Mariée à un médecin londonien riche mais violent, Edith quitte le domicile conjugal et fait voile vers les lointaines Amériques pour commencer une nouvelle vie… Alors qu’elle travaille comme femme de chambre, elle tombe amoureuse de Hans, charpentier de formation, qui la convainc d’aller s’établir avec lui au Canada, dans sa région natale, sur les berges du Klondike, où ont été découverts plusieurs gisements d’or…
A Skagway, les amants croisent la route d’un ancien soldat qui venait de faire enregistrer une concession et installent un campement avec lui et deux autres hommes rencontrés lors du voyage… Venus d’horizons divers, ils vont apprendre à s’apprécier et à vivre ensemble et, si le travail est harassant, ils sont soudés et prêts à affronter l’hiver rigoureux qui s’annonce.
Mais l’isolement et l’avidité peuvent pousser les meilleurs hommes aux pires extrémités…
Plus connu dans le monde de l’animation (il a notamment travaillé comme animateur sur de nombreux long métrage de Disney des années 90 ou sur
un Monstre à Paris et scénarisé Croc-Blanc et réalisé le poétique
Kérity, la maison des contes), Dominique Monféry est encore peu connu des amateurs de bande-dessinée… Mais les choses devraient changer avec cet album somptueux et angoissant où il fait montre de ses talents de scénariste, de dialoguiste, de storyboarder, de dessinateur et de coloriste…

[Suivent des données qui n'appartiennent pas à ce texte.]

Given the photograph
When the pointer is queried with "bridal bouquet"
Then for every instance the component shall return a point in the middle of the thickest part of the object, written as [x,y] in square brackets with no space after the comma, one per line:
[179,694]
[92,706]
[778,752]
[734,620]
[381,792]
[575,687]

Comme bien souvent, la couverture accroche d’emblée notre regard avec ce personnage à contre-jour qui s’avance vers nous dans le soleil couchant, projetant une ombre menaçante sur le sol enneigé… La première planche donne quant à elle la mesure du talent de metteur en scène de l’artiste avec ses cadrages improbables et narrativement formidablement efficace, sans oublier la technique qu’il modifie subtilement pour renforcer son propos, avec ce lavis qui esquisse cette femme évanescente qui s’enfuit vers un ailleurs incertain…

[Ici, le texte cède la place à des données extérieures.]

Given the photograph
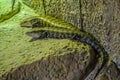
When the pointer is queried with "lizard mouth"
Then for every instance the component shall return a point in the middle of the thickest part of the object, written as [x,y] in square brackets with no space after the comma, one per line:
[26,24]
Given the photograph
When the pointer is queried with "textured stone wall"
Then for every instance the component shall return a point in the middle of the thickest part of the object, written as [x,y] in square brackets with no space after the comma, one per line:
[100,17]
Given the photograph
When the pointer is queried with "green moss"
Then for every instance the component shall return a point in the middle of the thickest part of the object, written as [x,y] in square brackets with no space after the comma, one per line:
[15,48]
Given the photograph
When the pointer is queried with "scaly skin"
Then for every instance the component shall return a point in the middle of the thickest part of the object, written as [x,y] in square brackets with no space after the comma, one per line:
[47,21]
[61,30]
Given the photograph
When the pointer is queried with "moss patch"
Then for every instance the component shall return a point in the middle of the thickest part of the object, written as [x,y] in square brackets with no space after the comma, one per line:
[15,48]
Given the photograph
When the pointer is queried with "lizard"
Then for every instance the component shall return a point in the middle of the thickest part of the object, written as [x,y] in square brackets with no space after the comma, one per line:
[58,29]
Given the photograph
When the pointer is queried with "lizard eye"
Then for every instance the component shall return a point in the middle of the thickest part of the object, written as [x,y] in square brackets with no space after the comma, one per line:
[26,24]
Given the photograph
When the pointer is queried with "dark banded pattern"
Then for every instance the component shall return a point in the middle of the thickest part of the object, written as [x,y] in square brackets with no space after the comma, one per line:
[49,27]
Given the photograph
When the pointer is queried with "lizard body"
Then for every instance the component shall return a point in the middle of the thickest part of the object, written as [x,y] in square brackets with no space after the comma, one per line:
[58,29]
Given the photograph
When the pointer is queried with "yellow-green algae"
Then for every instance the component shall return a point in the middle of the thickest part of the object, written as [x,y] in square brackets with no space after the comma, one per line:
[15,48]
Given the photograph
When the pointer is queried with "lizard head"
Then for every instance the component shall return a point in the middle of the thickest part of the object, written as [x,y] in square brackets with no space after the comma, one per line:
[37,35]
[31,23]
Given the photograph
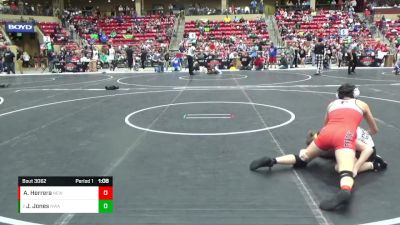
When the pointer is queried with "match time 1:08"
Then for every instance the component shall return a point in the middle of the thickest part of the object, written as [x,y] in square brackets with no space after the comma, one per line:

En quelques cases, grâce à des récitatifs ciselés qui confèrent à l’ensemble une dimension éminemment littéraire, l’auteur nous présente le personnage principal et l’enchaînement des évènements qui ont conduit cette jeune londonienne à se retrouver à chercher de l’or aux abords du Klondike dans une petite communauté en apparence soudée…
Ces récitatifs viendront rythmer le récit, précisant les états d’âmes et les angoisses qui assaillent notre héroïne lorsqu’elle sera confronté à la bestialité des hommes et à des choix cornéliens où la morale doit parfois s’effacer devant la raison...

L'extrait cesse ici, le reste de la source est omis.